All about health insurance savings

If you have been asking questions about healthcare coverage you have definitely heard about health savings accounts (HSAs). Some people advocate that they are the next step in the domain of health coverage, while the others believe that only healthy and rich citizens can benefit from such plans. Before answering these questions it is better to learn what HSAs are in essence and how do they work.

What is a HSA?
A typical health savings account is comprised of two elements:

1) Savings account with interest bearing:
– Yearly deposits of up to $2,900 ($5,800 in case of a family) introduced to the savings account are to be taxed. The money deposited will usually roll over on a yearly basis. However, the money you withdraw from the account for healthcare purposes are tax-free. So are any withdrawals after you officially retire.

2) Healthcare coverage plan with a high deductible
– The minimum deductible amount should be not less than $1,100 ($2,200 in case of a family). That is the amount of money to be paid out-of-pocket before getting the actual benefits.
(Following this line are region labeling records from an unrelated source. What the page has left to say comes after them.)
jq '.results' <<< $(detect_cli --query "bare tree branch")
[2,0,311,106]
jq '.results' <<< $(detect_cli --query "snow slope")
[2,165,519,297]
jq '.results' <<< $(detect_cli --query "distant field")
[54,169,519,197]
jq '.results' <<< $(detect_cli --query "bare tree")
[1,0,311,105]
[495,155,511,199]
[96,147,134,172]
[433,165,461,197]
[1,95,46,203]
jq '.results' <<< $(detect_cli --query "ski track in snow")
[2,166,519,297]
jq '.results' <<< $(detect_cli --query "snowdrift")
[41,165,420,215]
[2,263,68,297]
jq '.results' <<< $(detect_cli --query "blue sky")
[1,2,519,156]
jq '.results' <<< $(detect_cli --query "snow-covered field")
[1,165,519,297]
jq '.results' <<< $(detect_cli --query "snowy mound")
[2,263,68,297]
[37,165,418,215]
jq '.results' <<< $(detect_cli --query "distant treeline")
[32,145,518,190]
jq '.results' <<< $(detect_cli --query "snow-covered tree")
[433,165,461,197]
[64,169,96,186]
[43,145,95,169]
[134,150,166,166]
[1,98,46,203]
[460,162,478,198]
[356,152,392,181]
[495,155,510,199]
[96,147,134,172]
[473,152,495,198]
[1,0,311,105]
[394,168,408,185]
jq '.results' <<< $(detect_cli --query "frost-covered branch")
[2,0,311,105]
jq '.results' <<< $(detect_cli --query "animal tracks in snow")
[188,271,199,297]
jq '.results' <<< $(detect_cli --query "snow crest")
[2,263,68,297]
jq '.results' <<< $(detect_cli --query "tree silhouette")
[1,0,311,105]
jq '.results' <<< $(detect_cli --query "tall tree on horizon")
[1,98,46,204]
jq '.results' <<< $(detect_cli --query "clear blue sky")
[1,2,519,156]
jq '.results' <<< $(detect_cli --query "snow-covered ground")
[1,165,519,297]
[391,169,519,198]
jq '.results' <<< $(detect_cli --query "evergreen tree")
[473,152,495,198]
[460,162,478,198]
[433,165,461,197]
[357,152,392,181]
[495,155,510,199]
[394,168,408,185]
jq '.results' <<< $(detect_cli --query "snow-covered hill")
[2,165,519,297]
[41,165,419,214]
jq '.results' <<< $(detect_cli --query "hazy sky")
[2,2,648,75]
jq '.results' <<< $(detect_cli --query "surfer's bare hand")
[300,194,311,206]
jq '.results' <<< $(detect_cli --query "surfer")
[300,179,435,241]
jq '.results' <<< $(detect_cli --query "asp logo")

– When the annual deductible is paid the actual coverage kicks in. You will have to pay all the specified co-insurance and the plan will cover all that remains.

– The overall amount of money to be paid out-of-pocket is limited to $5,600 ($11,200 in case of a family). In other words, after you have spent $5,600 on healthiness services your insurance company will pay for all health costs exceeding that amount.

What are the pros of health savings accounts?
– Because of the fact that any money withdrawn for healthcare use is not taxed, HSAs are a good way of saving more money in your pocket.
– In case you keep the funds without withdrawing them from the account you will have more money after you retire. And since you can freely withdraw the money for any reason after you turn 65 it is a good additional source of retirement money.
Cheap health insurance plans with higher deductibles have lower premiums than typical plans.
– HSAs don’t depend on your working place and you will keep it the same no matter what.

What are the cons of healh savings accounts?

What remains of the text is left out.